Bengt Kristensson Uggla, trans. Daniel M. Olson
Eugene: Cascade Books, 2016. 392 pages. $65.00.
Reviewed by John T. Pless on 02/06/2018
Gustaf Wingren (1910–2000) was surely one of the best known, most creative and influential theologians in twentieth century Sweden. In the English-speaking world, he is best known for his 1942 book, Luther on Vocation and The Living Word published in 1949. Uggla has provided readers with a theological biography of this remarkable figure, setting his life in the context of not only the Church of Sweden but global Lutheranism and ecumenical Christianity during this era.
The story of Wingren’s life is largely one of confrontation, conflict and change. In his own early work on Luther’s doctrine of vocation, he challenged Einar Billing’s interpretation of Luther. Wingren had little use for either Lutheran Orthodoxy or Pietism. He was an independent and often iconoclastic thinker, aggressive in his argumentation and unrelenting in his criticism of his opponents.
Wingren’s career was centered in Lund where he served for twenty-six years.

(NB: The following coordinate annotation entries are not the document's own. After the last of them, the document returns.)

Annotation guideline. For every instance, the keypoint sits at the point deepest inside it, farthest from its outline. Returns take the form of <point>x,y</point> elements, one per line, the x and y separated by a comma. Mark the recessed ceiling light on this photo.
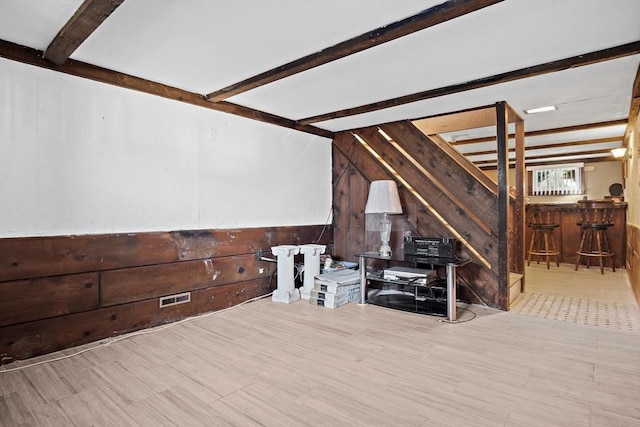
<point>541,109</point>
<point>619,152</point>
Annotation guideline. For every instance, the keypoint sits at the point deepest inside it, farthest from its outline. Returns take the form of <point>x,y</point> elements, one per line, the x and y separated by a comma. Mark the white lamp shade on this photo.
<point>383,198</point>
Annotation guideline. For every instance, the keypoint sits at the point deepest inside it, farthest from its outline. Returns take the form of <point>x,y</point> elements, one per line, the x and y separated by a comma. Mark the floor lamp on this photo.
<point>384,199</point>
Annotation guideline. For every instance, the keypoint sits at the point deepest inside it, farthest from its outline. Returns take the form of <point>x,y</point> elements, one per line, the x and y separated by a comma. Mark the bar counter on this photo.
<point>567,236</point>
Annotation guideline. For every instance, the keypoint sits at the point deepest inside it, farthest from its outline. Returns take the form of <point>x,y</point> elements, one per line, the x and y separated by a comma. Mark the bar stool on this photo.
<point>595,219</point>
<point>542,219</point>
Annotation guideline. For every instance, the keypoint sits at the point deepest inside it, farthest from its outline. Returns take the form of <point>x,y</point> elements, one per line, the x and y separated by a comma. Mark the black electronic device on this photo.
<point>429,247</point>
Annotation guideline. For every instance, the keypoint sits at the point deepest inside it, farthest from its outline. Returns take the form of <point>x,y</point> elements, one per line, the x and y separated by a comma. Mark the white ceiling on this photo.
<point>204,45</point>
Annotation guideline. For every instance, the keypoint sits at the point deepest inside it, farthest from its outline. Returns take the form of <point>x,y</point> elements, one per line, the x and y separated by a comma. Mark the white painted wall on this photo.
<point>80,157</point>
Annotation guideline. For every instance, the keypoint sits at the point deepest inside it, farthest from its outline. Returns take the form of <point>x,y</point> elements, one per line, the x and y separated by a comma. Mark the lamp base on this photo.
<point>385,234</point>
<point>385,250</point>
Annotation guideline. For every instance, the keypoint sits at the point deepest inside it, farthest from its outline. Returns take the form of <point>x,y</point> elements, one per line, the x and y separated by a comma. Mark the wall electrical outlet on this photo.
<point>175,299</point>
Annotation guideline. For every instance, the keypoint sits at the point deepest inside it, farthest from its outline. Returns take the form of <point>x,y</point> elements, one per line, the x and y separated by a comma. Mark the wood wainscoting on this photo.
<point>63,291</point>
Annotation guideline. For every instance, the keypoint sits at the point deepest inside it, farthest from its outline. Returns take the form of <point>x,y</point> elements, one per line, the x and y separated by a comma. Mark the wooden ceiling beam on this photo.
<point>78,28</point>
<point>34,57</point>
<point>487,166</point>
<point>522,73</point>
<point>541,132</point>
<point>427,18</point>
<point>583,143</point>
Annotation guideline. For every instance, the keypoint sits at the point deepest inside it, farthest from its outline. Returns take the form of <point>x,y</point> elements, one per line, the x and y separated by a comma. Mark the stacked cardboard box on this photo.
<point>336,288</point>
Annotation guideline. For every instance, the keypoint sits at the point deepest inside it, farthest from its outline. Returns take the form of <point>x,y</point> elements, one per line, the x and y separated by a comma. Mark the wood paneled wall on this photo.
<point>466,204</point>
<point>633,259</point>
<point>63,291</point>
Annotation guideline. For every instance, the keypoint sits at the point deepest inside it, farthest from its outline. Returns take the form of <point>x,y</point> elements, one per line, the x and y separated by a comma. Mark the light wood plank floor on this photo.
<point>269,364</point>
<point>584,296</point>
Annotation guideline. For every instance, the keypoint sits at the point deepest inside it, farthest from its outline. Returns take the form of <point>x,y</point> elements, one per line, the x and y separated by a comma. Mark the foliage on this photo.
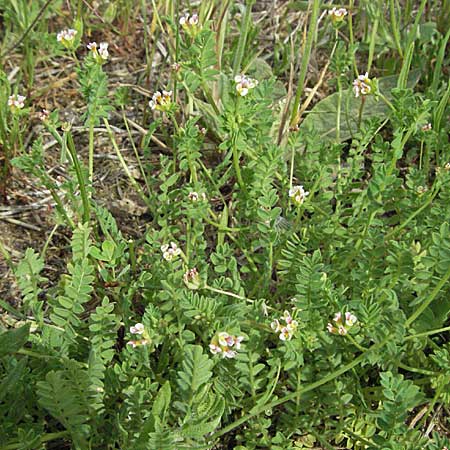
<point>289,284</point>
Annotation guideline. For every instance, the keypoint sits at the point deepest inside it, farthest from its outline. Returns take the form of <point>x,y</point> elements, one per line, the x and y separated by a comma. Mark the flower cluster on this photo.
<point>44,115</point>
<point>100,52</point>
<point>195,196</point>
<point>337,15</point>
<point>16,102</point>
<point>362,85</point>
<point>244,84</point>
<point>192,279</point>
<point>140,331</point>
<point>161,101</point>
<point>286,331</point>
<point>67,37</point>
<point>298,195</point>
<point>190,24</point>
<point>223,343</point>
<point>342,324</point>
<point>171,251</point>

His appointment to the faculty dominated by Anders Nygren and Ragnar Bring was not without conflict as he was chosen for a professorship over his teacher, Herbert Olsson. Highly critical of Karl Barth, Wingren would chart a path for himself that would accent the doctrine of creation. Wingren would launch a systematic attack not only on Barth but also Rudolf Bultmann and Anders Nygen in his book, Theology in Conflict: Nygren, Barth, Bultmann in 1954.
As Uggla describes the story of Wingren’s life, we see a transformation of the man from a formal academic figure who could be aloof from students to a more casual person accessible to his students on a first-name basis, no longer wearing a suit and tie but clad in vesture more like the students themselves. With age also came a divorce and a second marriage. Theologically his orientation would expand to ecology in keeping with life-long interest in creation. Uggla characterizes this as “creation theology” becoming “ecological theology” (282–289).
His political views were increasingly liberal. Wingren would mock Bo Giertz, Anders Nygren, and others who resisted women’s ordination. After women’s ordination was long-established in the Church of Sweden, Wingren would resign his clerical credentials late in life in protest against what he saw as discrimination against female clergy in the Swedish church. As Uggla makes it clear, Wingren’s relationship with the church was complicated and often painful. He was known as an exceptionally gifted preacher. Many of Wingren’s colleagues and students went on to serve as bishops. Uggla notes that Wingren could himself become a bishop if he would have been prepared to give up his academic career.
Uggla’s narrative of Wingren’s life is at the same time both fascinating and frustrating. It is fascinating in the sense that he tells the story of man whose life nearly spanned the twentieth century; a life marked with deep engagement with European theology throughout that century. It is frustrating in that Uggla assumes his readers have an acquaintance with the life of the Church of Sweden and the particularity of Lutheran theology in that context.
Becoming Human Again is a sympathetic but generally balanced introduction to the life of Gustaf Wingren. The author certainly introduces readers to the complexity and nuances of Wingren’s theological world.